Researcher Affiliation	Academia	1Key Laboratory of Multimedia Trusted Perception and Efficient Computing, Ministry of Education of China, Xiamen University, 361005, P.R. China. Correspondence to: Jiayi Ji <jjyxmu@gmail.com>.
Pseudocode	No	The paper does not contain structured pseudocode or algorithm blocks.
Open Source Code	No	The paper does not provide an explicit statement or link for open-sourcing the code for the described methodology or benchmark.

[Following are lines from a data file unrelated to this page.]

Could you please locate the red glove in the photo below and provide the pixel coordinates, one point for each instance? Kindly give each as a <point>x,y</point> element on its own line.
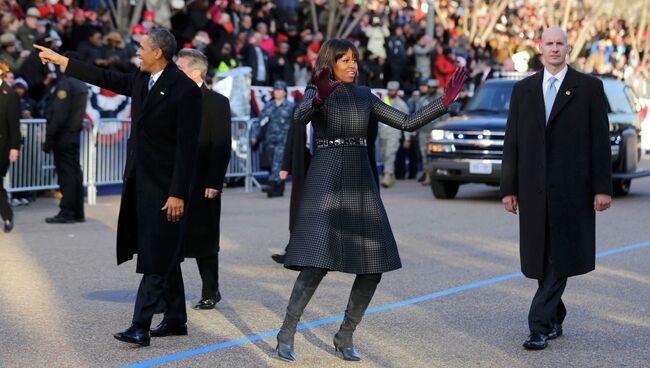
<point>324,86</point>
<point>454,85</point>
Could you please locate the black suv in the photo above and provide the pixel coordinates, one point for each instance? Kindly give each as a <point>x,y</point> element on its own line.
<point>468,148</point>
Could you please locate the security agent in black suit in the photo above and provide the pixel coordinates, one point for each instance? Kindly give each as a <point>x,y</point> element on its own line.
<point>66,108</point>
<point>557,129</point>
<point>9,140</point>
<point>297,156</point>
<point>204,213</point>
<point>162,149</point>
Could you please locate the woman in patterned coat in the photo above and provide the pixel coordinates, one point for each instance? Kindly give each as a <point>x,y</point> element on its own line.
<point>342,224</point>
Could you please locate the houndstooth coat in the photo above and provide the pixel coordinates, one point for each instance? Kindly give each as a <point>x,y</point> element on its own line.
<point>342,224</point>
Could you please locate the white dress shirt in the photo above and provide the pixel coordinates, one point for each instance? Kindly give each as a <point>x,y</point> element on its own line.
<point>156,76</point>
<point>559,76</point>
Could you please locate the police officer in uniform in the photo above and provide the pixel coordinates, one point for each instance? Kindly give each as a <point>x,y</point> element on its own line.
<point>429,91</point>
<point>276,115</point>
<point>66,107</point>
<point>389,137</point>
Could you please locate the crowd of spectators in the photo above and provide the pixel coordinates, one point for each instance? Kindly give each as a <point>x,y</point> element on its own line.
<point>278,40</point>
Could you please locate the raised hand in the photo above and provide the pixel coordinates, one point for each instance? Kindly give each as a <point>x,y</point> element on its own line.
<point>454,86</point>
<point>324,86</point>
<point>49,56</point>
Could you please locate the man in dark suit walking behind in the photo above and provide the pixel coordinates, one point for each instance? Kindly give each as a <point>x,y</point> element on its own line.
<point>204,212</point>
<point>66,108</point>
<point>166,116</point>
<point>9,140</point>
<point>557,172</point>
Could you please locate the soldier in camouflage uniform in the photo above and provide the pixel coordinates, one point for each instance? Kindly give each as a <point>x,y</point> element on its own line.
<point>276,115</point>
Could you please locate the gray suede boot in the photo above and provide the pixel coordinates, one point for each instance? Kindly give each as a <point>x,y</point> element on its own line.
<point>303,290</point>
<point>362,292</point>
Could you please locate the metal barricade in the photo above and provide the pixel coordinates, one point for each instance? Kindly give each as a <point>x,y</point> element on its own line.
<point>103,152</point>
<point>243,161</point>
<point>34,169</point>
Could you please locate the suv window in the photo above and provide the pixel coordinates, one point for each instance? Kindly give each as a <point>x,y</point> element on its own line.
<point>491,98</point>
<point>616,96</point>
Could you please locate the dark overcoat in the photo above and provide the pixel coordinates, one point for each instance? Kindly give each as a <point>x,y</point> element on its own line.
<point>9,124</point>
<point>297,158</point>
<point>556,170</point>
<point>202,232</point>
<point>161,155</point>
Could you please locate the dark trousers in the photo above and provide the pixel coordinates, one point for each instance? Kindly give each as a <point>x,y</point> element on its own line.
<point>5,208</point>
<point>158,293</point>
<point>68,170</point>
<point>547,307</point>
<point>209,271</point>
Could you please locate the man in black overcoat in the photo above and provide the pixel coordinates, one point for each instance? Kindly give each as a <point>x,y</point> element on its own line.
<point>297,156</point>
<point>204,213</point>
<point>66,108</point>
<point>9,140</point>
<point>557,173</point>
<point>161,154</point>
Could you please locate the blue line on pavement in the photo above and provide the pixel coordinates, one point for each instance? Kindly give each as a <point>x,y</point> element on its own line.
<point>381,308</point>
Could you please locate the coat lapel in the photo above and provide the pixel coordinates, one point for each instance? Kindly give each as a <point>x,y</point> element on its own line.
<point>565,94</point>
<point>535,89</point>
<point>160,90</point>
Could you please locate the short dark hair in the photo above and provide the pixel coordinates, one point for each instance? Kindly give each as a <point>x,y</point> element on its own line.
<point>163,39</point>
<point>198,60</point>
<point>331,51</point>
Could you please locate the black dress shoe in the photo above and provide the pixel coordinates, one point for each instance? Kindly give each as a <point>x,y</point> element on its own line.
<point>535,341</point>
<point>555,332</point>
<point>208,303</point>
<point>8,225</point>
<point>59,219</point>
<point>168,329</point>
<point>285,352</point>
<point>135,335</point>
<point>278,258</point>
<point>348,354</point>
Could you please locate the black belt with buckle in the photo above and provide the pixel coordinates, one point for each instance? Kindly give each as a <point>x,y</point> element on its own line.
<point>335,142</point>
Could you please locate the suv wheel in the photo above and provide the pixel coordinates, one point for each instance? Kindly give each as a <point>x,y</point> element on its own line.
<point>622,187</point>
<point>444,189</point>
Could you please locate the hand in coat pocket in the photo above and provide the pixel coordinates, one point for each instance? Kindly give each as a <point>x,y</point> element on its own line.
<point>510,203</point>
<point>174,207</point>
<point>210,193</point>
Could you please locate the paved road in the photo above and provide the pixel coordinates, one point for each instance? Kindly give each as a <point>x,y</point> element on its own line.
<point>54,282</point>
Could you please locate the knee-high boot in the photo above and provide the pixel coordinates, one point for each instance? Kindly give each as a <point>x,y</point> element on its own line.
<point>362,292</point>
<point>303,289</point>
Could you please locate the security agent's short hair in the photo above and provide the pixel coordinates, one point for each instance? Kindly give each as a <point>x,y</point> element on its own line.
<point>198,60</point>
<point>163,39</point>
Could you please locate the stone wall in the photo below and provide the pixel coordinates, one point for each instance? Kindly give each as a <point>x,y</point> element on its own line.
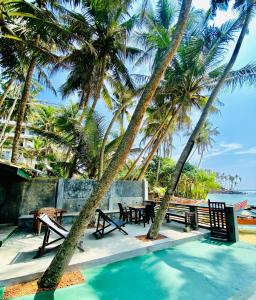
<point>10,199</point>
<point>37,193</point>
<point>72,193</point>
<point>20,198</point>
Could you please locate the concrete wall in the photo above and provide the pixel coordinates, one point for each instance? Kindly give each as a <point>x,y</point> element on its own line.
<point>10,199</point>
<point>72,193</point>
<point>20,198</point>
<point>37,193</point>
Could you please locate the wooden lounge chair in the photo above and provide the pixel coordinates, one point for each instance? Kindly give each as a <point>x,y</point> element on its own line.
<point>107,222</point>
<point>52,226</point>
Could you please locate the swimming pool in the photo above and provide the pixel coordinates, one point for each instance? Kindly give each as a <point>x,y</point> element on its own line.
<point>195,270</point>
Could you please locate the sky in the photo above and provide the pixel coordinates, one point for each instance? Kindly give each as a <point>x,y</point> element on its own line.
<point>234,151</point>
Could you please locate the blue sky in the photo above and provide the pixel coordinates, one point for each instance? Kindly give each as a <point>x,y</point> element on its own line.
<point>234,151</point>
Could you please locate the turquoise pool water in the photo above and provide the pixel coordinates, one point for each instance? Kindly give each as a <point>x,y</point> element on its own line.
<point>195,270</point>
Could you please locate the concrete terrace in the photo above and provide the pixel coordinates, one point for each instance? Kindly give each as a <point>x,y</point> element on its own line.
<point>18,251</point>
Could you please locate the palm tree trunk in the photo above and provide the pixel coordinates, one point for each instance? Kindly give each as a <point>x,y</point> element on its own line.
<point>150,142</point>
<point>104,142</point>
<point>155,227</point>
<point>6,91</point>
<point>72,168</point>
<point>192,154</point>
<point>6,136</point>
<point>22,110</point>
<point>7,120</point>
<point>200,160</point>
<point>156,146</point>
<point>54,272</point>
<point>102,74</point>
<point>158,167</point>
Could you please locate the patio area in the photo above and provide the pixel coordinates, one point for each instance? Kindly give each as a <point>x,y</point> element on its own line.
<point>18,251</point>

Open Datasets	Yes	For the benchmark, we employ a combination of automatic generation by the Large Language Model (LLM) and manual curation. To ensure the benchmark s integrity, it is based on the nocaps validation set (Agrawal et al., 2019), preventing overlap with the pre-trained data of LVLMs. Specifically, we first apply a scene graph parser (Li et al., 2023f) to extract relationship triplets from COCO captions.
Dataset Splits	No	The paper evaluates existing LVLMs on a newly proposed benchmark (R-Bench) derived from the nocaps validation set. It describes how subsets of this benchmark are created for evaluation ("randomly select an equal number of both to create a subset for LVLMs evaluation" and "compute average scores of 5 random subsets"), but it does not specify traditional train/validation/test splits for training a model presented in the paper.
Hardware Specification	Yes	All models are evaluated on 1 NVIDIA RTX-3090 with 24G memory.
Software Dependencies	No	The paper mentions specific LLM models and other components like "Llama2-chat-13B" and "Grounding DINO" but does not provide specific version numbers for software dependencies such as programming languages, libraries, or frameworks (e.g., Python, PyTorch, CUDA versions).
Experiment Setup	Yes	For each setting, we randomly sample 5 subsets with a 1:1 positive-negative question ratio and compute the average scores of these 5 subsets. During inference, we perform low-bit quantization on the LLM to avoid the out of GPU memory.